About this Project
The concepts presented here were created to foster further discussion on how growth and development along State Route 61 in east Anderson County could be undertaken in a more environmentally and culturally sensitive manner.
This project envisions a corridor that creates a great place through preserving the cultural and natural heritage. This great place is envisioned to include a new secondary town center at the Norris Road/Norris Freeway intersection, where residents and tourists can congregate in a mixed-use, pedestrian-friendly environment. The new attractions are connected by a system of open spaces.
Clean Air and Water
The project envisions a corridor where the area’s watershed and Buffalo Creek are protected. This can be done through creek stabilization, preserving woodlands and agricultural spaces, and integrating stormwater management solutions where development does occur.
The project envisions a corridor that slows traffic down and encourages adjacent development through a reduced number of lanes, landscaped medians, sidewalks, safe pedestrian crossings, underground utilities, and a roundabout as future infrastructure improvements. These improvements are expected to spur private investment, decreasing development pressures in the countryside.

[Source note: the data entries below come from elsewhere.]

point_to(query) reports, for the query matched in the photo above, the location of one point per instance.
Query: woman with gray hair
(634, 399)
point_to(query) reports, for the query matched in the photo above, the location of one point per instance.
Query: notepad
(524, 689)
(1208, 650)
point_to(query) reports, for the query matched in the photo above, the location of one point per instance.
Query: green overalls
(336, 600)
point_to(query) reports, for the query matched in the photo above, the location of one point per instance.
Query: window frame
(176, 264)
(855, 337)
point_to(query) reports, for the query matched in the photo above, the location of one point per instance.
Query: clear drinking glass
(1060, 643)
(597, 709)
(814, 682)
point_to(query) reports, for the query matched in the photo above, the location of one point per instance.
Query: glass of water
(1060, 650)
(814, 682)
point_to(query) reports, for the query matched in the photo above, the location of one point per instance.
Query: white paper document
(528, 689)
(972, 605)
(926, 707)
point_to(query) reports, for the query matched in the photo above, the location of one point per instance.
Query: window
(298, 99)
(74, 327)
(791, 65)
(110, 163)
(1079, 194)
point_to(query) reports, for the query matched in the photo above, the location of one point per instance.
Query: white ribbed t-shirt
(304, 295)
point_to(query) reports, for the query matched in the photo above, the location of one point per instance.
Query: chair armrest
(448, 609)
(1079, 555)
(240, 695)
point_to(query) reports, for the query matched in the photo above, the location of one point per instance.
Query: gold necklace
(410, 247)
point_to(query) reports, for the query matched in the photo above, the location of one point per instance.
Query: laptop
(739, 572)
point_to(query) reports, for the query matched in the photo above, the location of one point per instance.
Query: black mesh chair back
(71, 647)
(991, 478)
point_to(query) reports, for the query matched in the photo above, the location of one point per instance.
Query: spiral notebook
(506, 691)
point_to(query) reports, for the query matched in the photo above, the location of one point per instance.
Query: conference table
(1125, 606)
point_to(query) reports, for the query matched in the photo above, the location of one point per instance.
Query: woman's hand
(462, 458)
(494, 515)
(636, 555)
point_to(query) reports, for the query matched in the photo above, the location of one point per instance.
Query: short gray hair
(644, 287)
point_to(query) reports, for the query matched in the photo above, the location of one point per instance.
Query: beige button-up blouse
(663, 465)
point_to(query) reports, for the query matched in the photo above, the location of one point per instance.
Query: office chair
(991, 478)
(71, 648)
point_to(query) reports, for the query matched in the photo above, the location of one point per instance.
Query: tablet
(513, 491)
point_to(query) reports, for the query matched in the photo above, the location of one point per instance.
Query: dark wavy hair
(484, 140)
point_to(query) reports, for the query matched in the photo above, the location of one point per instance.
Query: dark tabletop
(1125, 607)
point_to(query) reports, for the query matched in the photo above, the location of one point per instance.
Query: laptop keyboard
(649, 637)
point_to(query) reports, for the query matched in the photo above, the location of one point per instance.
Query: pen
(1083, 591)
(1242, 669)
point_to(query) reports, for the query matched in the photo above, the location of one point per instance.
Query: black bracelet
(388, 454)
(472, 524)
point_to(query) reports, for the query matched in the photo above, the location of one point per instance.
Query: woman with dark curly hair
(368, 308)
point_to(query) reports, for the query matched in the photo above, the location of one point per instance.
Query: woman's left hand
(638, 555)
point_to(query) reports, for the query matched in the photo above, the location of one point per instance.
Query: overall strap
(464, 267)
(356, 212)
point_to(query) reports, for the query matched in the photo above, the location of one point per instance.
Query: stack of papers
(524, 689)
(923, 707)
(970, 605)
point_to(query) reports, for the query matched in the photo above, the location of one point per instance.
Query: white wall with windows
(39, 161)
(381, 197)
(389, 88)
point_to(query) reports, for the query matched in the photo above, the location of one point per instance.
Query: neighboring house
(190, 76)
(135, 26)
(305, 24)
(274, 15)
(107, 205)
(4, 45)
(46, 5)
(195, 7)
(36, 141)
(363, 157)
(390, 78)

The project envisions a corridor that has new parks and open spaces that are utilized by residents and visitors. These new amenities would give people an opportunity to live a healthier lifestyle by increasing their physical activity.
The project envisions a corridor that has new housing choices in and around the corridor. The new amenities within the corridor (such as restaurants, parks and greenways) will attract new housing choices nearby. In addition, the project envisions greater connectivity to outlying areas which would open up more opportunities for more housing outside the corridor.
Local Food Production
The project envisions a corridor that plays a role in encouraging more local food production. The first step in improving local food production would be a new farm-to-table restaurant that is recommended across from the Museum of Appalachia. The project envisions a pear orchard whose harvest time would coincide with the museum’s annual homecoming.
The project envisions a corridor that plays a stronger role in the area’s tourism economy by providing a welcome center, arts and crafts center, equestrian center, culinary institute, resort, restaurants, outfitters and retail/office space. These amenities could be enjoyed by both residents and tourists passing through the corridor.
The project envisions a corridor where traffic is slowed down, so people feel safe walking and bicycling through the corridor. With the planned addition of sidewalks and greenways this corridor is envisioned to offer more transportation choices.